Forty percent of these HELOCs were seriously underwater in 2014, and this year more than half of these loans will have loan-to-value ratios of 125% or more, according to RealtyTrac. When homeowners owe more than their homes are worth, they are more likely to default, particularly if their monthly bill spikes, all other things being equal.

Last year, a wave of more than 700,000 resetting HELOCs came and went without a corresponding wave of defaults, according to the research company. But RealtyTrac executives remain concerned given that the number of properties with 125%-plus loan-to-value ratios has been greater than expected. Simultaneous loan mod resets this year also could be a concern.

"I was surprised at how serious a problem they appear to be," Daren Blomquist, vice president at RealtyTrac, said in an interview.

The percentage of underwater properties will most likely peak in 2016 at 62%, corresponding to a period 10 years after the peak of the U.S. housing bubble. The percentages thereafter are currently projected to drop to 59% in 2017 and 44% in 2018. For the report, RealtyTrac analyzed open HELOCs originated between 2005 and 2008 with the assumption that these loans will reset with fully amortizing monthly payments after a 10-year period of interest-only payments.

The underwater properties are mostly in areas where values haven't fully recovered: California, Florida, Illinois, Texas and New Jersey. Values in states like Florida have recovered somewhat, but those values may still be well below where they were in the peak housing bubble years, 2006 and 2007, Blomquist noted.

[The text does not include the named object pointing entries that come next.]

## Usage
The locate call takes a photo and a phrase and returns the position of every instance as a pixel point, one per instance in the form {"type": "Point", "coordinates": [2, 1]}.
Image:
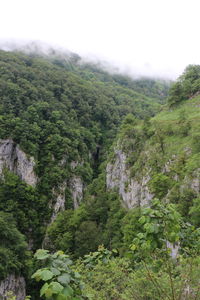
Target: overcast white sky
{"type": "Point", "coordinates": [158, 37]}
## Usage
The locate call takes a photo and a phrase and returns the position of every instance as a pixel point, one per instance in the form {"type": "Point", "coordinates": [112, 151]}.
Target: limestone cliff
{"type": "Point", "coordinates": [133, 191]}
{"type": "Point", "coordinates": [13, 158]}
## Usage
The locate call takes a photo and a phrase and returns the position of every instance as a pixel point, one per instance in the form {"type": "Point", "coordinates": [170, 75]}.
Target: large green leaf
{"type": "Point", "coordinates": [68, 291]}
{"type": "Point", "coordinates": [64, 279]}
{"type": "Point", "coordinates": [42, 254]}
{"type": "Point", "coordinates": [46, 275]}
{"type": "Point", "coordinates": [56, 287]}
{"type": "Point", "coordinates": [44, 289]}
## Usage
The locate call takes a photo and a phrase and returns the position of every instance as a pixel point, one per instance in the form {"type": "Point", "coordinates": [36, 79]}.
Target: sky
{"type": "Point", "coordinates": [142, 37]}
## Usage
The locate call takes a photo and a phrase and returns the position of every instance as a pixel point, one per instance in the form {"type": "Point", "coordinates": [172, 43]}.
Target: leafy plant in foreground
{"type": "Point", "coordinates": [61, 282]}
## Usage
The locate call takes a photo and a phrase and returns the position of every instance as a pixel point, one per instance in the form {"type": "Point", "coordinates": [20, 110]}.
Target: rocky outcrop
{"type": "Point", "coordinates": [14, 284]}
{"type": "Point", "coordinates": [60, 201]}
{"type": "Point", "coordinates": [76, 187]}
{"type": "Point", "coordinates": [13, 158]}
{"type": "Point", "coordinates": [133, 191]}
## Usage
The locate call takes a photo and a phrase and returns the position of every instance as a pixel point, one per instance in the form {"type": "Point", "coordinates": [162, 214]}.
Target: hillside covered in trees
{"type": "Point", "coordinates": [89, 158]}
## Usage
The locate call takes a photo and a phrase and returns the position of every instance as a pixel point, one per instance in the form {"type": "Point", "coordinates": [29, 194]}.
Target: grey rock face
{"type": "Point", "coordinates": [76, 187]}
{"type": "Point", "coordinates": [14, 284]}
{"type": "Point", "coordinates": [13, 158]}
{"type": "Point", "coordinates": [60, 201]}
{"type": "Point", "coordinates": [134, 192]}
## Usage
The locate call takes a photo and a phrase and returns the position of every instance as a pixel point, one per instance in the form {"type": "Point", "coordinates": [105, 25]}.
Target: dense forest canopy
{"type": "Point", "coordinates": [73, 119]}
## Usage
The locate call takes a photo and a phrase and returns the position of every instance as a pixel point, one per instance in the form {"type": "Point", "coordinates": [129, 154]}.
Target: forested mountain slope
{"type": "Point", "coordinates": [89, 158]}
{"type": "Point", "coordinates": [58, 119]}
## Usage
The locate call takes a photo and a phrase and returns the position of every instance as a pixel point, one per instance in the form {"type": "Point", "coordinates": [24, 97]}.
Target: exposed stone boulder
{"type": "Point", "coordinates": [76, 187]}
{"type": "Point", "coordinates": [13, 158]}
{"type": "Point", "coordinates": [134, 191]}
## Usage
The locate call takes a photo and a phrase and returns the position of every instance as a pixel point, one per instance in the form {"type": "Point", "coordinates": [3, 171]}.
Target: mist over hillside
{"type": "Point", "coordinates": [100, 168]}
{"type": "Point", "coordinates": [111, 66]}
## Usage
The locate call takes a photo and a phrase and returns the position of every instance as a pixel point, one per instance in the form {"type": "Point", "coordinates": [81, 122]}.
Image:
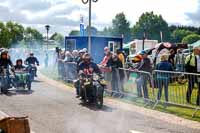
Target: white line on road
{"type": "Point", "coordinates": [133, 131]}
{"type": "Point", "coordinates": [2, 115]}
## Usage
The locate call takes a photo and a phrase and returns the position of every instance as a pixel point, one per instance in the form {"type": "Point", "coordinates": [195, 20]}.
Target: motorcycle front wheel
{"type": "Point", "coordinates": [99, 97]}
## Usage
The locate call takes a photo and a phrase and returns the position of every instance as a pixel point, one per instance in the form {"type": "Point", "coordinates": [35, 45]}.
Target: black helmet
{"type": "Point", "coordinates": [87, 56]}
{"type": "Point", "coordinates": [19, 60]}
{"type": "Point", "coordinates": [4, 53]}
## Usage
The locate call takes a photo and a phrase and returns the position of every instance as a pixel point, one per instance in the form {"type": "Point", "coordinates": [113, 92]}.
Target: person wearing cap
{"type": "Point", "coordinates": [19, 65]}
{"type": "Point", "coordinates": [88, 68]}
{"type": "Point", "coordinates": [106, 57]}
{"type": "Point", "coordinates": [32, 60]}
{"type": "Point", "coordinates": [192, 65]}
{"type": "Point", "coordinates": [163, 79]}
{"type": "Point", "coordinates": [75, 55]}
{"type": "Point", "coordinates": [121, 56]}
{"type": "Point", "coordinates": [5, 61]}
{"type": "Point", "coordinates": [143, 65]}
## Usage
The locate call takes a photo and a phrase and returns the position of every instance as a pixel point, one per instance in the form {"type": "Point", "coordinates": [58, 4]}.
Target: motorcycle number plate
{"type": "Point", "coordinates": [198, 79]}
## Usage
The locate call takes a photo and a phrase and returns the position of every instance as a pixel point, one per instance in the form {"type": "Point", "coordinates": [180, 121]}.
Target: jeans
{"type": "Point", "coordinates": [142, 85]}
{"type": "Point", "coordinates": [180, 67]}
{"type": "Point", "coordinates": [163, 83]}
{"type": "Point", "coordinates": [191, 82]}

Reset risk may have been contained to date because at least some of the banks are out ahead of this problem and reaching out to homeowners, he said. A limited number of government aid programs designed to help underwater borrowers also may be helping.

With the payment increase, some borrowers will decide that it is no longer worth holding on to pay more on a home that has not regained its equity, Blomquist said.

"This could be enough of a shock to some borrowers where they just walk away from the property altogether," said Blomquist. "If they could have already refinanced, they would have."